Werner, 64, could have forever rested on his achievements as a television producer, having played a pivotal role in launching the careers of not only Robin Williams, but also Tom Hanks, Billy Crystal and Danny DeVito. He did so as director of development for ABC, which long ago landed him in the Television Hall of Fame. But eventually, he veered into baseball.
His first stint as an owner, as the managing director of a group that bought the San Diego Padres in 1990, was an unmitigated calamity, and he managed to repair his reputation only after he teamed with John Henry and Larry Lucchino to take over the Boston Red Sox in 2002. Three World Series championships - along with his successful oversight of the regional sports network NESN - have given Werner enough status to turn him into a seemingly viable candidate to replace Selig.
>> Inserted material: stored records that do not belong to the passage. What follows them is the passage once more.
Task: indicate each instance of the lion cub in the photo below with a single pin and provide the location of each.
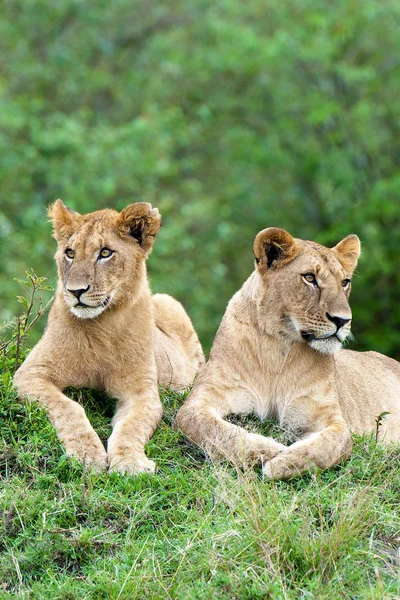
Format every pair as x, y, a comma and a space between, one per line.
278, 353
106, 331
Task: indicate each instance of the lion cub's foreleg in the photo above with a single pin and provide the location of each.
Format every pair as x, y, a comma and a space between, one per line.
67, 416
327, 441
201, 419
138, 413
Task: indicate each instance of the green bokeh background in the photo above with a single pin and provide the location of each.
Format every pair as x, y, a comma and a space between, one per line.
228, 116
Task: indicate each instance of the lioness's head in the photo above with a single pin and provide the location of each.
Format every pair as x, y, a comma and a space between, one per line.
309, 285
101, 255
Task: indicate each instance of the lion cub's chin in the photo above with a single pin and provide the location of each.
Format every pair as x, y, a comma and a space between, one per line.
90, 312
328, 346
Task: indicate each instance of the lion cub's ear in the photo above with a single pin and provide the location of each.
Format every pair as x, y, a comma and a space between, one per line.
142, 222
65, 220
348, 252
273, 248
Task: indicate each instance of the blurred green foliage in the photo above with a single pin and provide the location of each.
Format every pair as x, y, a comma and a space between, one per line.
229, 116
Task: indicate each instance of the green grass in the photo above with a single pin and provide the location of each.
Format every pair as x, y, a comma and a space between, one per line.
194, 529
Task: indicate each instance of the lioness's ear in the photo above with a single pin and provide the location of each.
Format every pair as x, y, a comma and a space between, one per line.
348, 252
274, 247
64, 219
142, 222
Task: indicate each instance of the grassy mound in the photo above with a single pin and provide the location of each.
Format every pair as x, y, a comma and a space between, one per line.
194, 529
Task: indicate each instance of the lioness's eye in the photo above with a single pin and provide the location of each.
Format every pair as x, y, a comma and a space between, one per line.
310, 278
105, 253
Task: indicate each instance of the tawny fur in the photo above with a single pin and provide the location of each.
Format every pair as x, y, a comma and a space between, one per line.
113, 336
276, 354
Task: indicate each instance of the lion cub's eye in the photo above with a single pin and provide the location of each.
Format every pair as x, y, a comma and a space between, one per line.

This twist stuns Padres fans, who remember Werner's four-year reign in San Diego with lingering bitterness. The starting lineup was decimated by what fans called the Fire Sale of 1993, when Gary Sheffield, Fred McGriff, Bruce Hurst, Greg Harris, Craig Lefferts, Randy Myers, Benito Santiago, Tony Fernandez, Mike Maddux and Darrin Jackson were all traded or allowed to leave via free agency. This came after Werner said the Padres lost millions of dollars in 1992.
All of this prompted Padres season-ticket holders, whose first impression of Werner was his choice of Roseanne Barr to sing perhaps the worst national anthem in sports history in 1990, to file a class-action suit against the team. The Padres had sent a letter to fans in the off-season saying they would make a maximum effort to re-sign Jackson, then walked away when he won an arbitration hearing that awarded him $2.1 million.
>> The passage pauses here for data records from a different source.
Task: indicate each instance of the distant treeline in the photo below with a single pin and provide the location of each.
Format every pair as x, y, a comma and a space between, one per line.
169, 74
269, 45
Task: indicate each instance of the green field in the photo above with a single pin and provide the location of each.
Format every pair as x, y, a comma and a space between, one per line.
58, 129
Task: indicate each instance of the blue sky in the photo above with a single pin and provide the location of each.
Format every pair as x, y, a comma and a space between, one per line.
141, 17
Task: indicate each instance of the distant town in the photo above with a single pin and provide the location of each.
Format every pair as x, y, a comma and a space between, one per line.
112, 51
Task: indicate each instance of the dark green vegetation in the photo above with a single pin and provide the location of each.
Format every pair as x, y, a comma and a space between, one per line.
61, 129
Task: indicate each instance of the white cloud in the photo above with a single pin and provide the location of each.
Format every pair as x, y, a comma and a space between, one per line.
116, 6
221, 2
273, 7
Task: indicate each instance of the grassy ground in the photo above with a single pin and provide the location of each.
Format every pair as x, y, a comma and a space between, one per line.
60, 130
As an owner of the Red Sox, Werner is credited with the success of NESN, which is co-owned by the Red Sox and the Bruins. Werner won local fans over when he pushed cable companies to remove NESN from a pay tier and make it a part of basic cable. He has won over other large-market owners - including the Chicago White Sox owner Jerry Reinsdorf and the Los Angeles Angels owner Arte Moreno, who have championed his candidacy - with his concerns about revenue sharing, wanting to keep NESN profits benefiting the Red Sox.
And he has won over the general public in Boston by keeping Barr away from it all.
Tim Brosnan
Of the three finalists for the commissioner's job, Brosnan has had the lowest profile despite working in Selig's office since 1991 and being involved in every broadcasting, sponsorship and marketing licensing deal for the past 10 years. Those deals do not put him in the public eye much, but they do place him close to baseball owners' hearts or, more specifically, their wallets.
With baseball's broadcast contracts more than doubling in value in the past eight years and overall revenue cracking the $8 billion mark for the first time last year, the success of baseball on the business side lifts Brosnan's stock just as if he were, well, a stock.
And with attendance flattening in many places around baseball, owners are increasingly interested in revenue flowing in from as many sources as possible, which increases Brosnan's appeal even more. His appeal outside the commissioner's office might be an issue - no one has even bothered to create a Wikipedia page on him.
Since 2000, Brosnan has been baseball's executive vice president for business, following nine years as head of the league's international business affairs. That involved raising the status of the game overseas, in part by beginning and overseeing the World Baseball Classic. With baseball ousted from the Olympics - largely because the sport would not make major leaguers available to play in the event, as the N.H.L. and N.B.A. do - the Classic became the game's biggest international tournament.
Brosnan, who is 56, played baseball at Georgetown University for four years before attending Fordham Law School. His pre-baseball law career included being appointed in 1987 by Gov. Mario Cuomo to the New York State Commission for Government Integrity.
Brosnan clearly knows the business side of baseball, and if Werner and Manfred end up blocking each other, he could emerge as the compromise choice, an insider who knows how to make money.